In any case, AMD has already lined up partners to show off Naples server configurations for the Radeon Instinct. SuperMicro and Inventec are both showcasing server/rack designs for anywhere between 3 and 120 Instinct MI25 cards. The largest systems will of course involve off-system networking and more complex networking fabrics, and while AMD isn’t saying too much on the subject at this time, it’s clear that they’re being mindful of what they need to support truly massive clusters of cards.
Closing Thoughts
Wrapping things up with today’s Radeon Instinct announcement, while today’s revelations are closer to a teaser than a fully fleshed out product announcement, it’s none the less clear that AMD is about to embark on their most aggressive move in the GPU server space since their first FireStream cards almost a decade ago. Making gains in the server space has long been one of the keys to AMD’s success, both for CPUs and GPUs, and with the Radeon Instinct hardware and overarching initiative, AMD has laid out a critical plan for how to get there.
Not that any of this will come easy for AMD. Breaking back into the server market is a recurring theme for them, and their struggles there are why it’s recurring. NVIDIA is already several steps ahead of AMD in the deep learning GPU market, so AMD needs to be quick to catch up. The good news for AMD here is that unlike the broader GPU server market, the deep learning market is still young, so AMD has the opportunity to act before anyone gets too entrenched. It’s still early enough in the game that AMD believes that if they can flip just a few large customers – the Googles and Facebooks of the world – that they can make up for lost time and capture a significant chunk of the deep learning market.

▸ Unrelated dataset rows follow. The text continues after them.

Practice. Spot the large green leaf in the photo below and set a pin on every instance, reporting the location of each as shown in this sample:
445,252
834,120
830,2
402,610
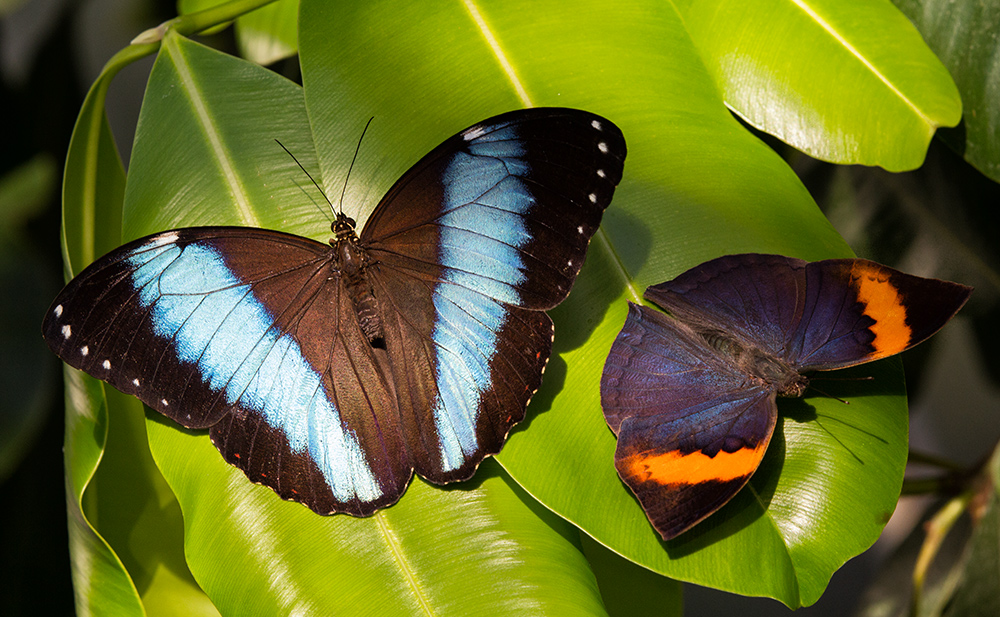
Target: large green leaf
696,186
963,34
265,35
93,184
843,81
205,153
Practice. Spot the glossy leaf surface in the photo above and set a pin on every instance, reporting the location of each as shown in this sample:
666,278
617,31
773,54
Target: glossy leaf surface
846,82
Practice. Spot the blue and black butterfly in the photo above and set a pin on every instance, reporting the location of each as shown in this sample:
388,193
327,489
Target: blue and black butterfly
330,372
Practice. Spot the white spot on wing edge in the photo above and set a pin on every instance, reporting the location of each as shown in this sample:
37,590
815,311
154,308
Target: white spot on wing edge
473,133
168,237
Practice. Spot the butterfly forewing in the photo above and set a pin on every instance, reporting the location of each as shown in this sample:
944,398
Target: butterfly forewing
497,225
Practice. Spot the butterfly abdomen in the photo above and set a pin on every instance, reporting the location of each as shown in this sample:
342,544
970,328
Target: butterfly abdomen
353,262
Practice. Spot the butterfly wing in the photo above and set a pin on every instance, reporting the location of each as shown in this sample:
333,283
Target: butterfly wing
814,315
241,331
691,428
856,311
757,299
468,249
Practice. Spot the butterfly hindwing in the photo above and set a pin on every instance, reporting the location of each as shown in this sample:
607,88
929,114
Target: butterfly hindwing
203,326
690,430
499,221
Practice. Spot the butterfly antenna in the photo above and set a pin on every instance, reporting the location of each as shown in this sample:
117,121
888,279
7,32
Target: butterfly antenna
356,150
306,172
827,394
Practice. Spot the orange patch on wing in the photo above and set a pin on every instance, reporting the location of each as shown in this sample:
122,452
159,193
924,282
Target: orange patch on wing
883,304
677,468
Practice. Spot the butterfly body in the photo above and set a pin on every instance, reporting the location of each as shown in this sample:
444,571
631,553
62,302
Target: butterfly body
691,396
331,372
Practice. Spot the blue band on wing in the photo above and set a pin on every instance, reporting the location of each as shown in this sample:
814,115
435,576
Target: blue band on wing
216,323
482,231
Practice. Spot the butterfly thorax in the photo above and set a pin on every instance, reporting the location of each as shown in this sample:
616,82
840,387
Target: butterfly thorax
758,364
352,263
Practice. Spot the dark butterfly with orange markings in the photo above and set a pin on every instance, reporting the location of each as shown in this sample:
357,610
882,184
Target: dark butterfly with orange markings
691,396
330,372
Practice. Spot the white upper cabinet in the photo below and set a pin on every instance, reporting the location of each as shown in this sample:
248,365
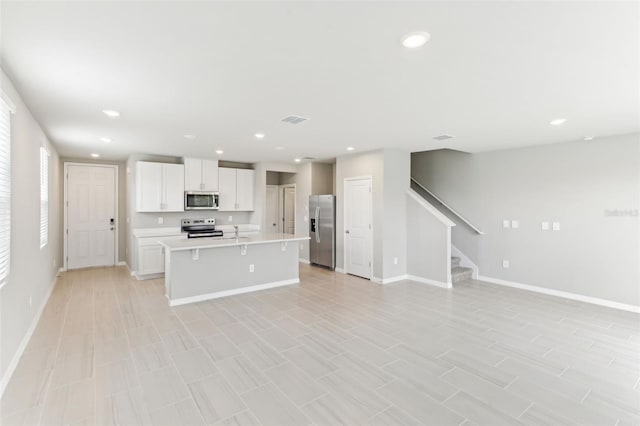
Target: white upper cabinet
159,187
200,175
236,187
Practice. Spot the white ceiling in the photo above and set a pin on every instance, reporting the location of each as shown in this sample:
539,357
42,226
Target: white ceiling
493,75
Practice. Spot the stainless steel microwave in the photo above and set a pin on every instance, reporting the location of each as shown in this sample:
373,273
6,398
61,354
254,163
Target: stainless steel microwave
200,200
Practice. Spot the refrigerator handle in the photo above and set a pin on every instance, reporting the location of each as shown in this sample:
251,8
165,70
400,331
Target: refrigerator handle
317,224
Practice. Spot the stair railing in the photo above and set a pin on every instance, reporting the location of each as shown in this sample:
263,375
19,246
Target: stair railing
458,215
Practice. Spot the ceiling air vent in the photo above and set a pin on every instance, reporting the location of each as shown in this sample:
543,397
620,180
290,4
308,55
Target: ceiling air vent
443,137
294,119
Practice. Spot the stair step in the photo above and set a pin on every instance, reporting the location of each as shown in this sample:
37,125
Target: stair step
460,273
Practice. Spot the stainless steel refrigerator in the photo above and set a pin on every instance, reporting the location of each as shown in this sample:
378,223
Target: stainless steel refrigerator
322,230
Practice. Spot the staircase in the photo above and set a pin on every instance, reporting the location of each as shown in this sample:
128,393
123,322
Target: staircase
459,273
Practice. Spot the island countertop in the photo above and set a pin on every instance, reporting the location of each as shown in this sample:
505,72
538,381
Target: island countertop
229,241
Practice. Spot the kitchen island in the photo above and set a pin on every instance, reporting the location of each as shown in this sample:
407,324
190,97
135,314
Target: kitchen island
208,268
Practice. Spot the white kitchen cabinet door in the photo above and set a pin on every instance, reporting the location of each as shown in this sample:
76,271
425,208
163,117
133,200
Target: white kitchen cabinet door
173,187
150,259
244,189
193,174
209,175
227,189
148,187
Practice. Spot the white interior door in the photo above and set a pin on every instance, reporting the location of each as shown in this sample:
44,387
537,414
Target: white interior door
357,227
289,216
271,219
91,215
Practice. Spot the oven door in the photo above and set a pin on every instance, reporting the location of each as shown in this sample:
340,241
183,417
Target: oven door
195,200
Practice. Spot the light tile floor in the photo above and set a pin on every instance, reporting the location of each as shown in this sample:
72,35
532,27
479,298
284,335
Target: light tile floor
333,350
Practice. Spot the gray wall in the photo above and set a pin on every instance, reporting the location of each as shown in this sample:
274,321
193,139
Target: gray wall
170,219
427,243
573,183
33,270
122,201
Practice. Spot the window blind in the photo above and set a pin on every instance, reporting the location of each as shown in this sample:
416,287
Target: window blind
5,191
44,197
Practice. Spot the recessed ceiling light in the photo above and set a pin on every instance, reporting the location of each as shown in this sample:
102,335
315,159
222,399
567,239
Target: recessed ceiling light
415,39
111,113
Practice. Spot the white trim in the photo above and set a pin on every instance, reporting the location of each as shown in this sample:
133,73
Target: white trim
8,101
430,208
116,254
465,261
391,280
447,207
429,281
563,294
344,222
225,293
25,340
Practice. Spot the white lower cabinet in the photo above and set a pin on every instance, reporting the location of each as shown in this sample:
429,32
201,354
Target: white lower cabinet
151,256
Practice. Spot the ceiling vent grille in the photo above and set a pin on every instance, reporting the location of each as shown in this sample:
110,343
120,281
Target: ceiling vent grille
294,119
443,137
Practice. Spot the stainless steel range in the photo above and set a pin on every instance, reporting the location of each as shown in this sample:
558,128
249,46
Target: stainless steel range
200,228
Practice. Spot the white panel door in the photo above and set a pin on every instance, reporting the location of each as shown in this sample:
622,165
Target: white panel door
227,189
173,187
244,191
271,215
289,217
193,174
90,216
357,206
209,175
148,187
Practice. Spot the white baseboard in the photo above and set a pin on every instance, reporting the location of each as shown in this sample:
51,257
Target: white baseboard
563,294
25,340
440,284
390,280
225,293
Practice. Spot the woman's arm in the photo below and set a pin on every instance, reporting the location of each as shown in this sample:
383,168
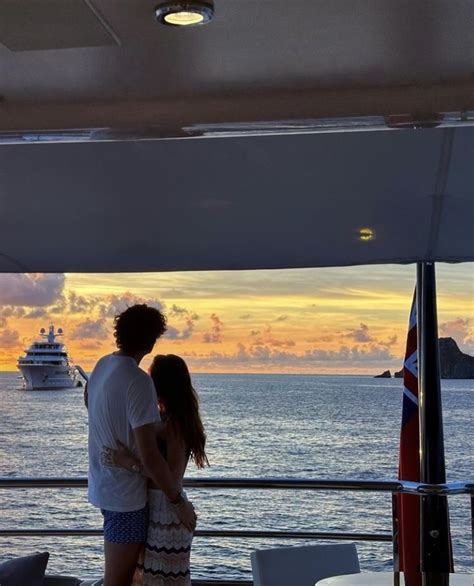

With that said, as the Radeon Instinct products are not set to ship until H1 of 2017, a lot can change, both inside and outside of AMD. The company has laid down what looks to be a solid plan, but now they need to show that they can follow-through on it, executing on both hardware and software on schedule, and handling the inevitable curveball. If they can do that, then the deep learning market may very well be that server GPU success that the company has spent much of the past decade looking for.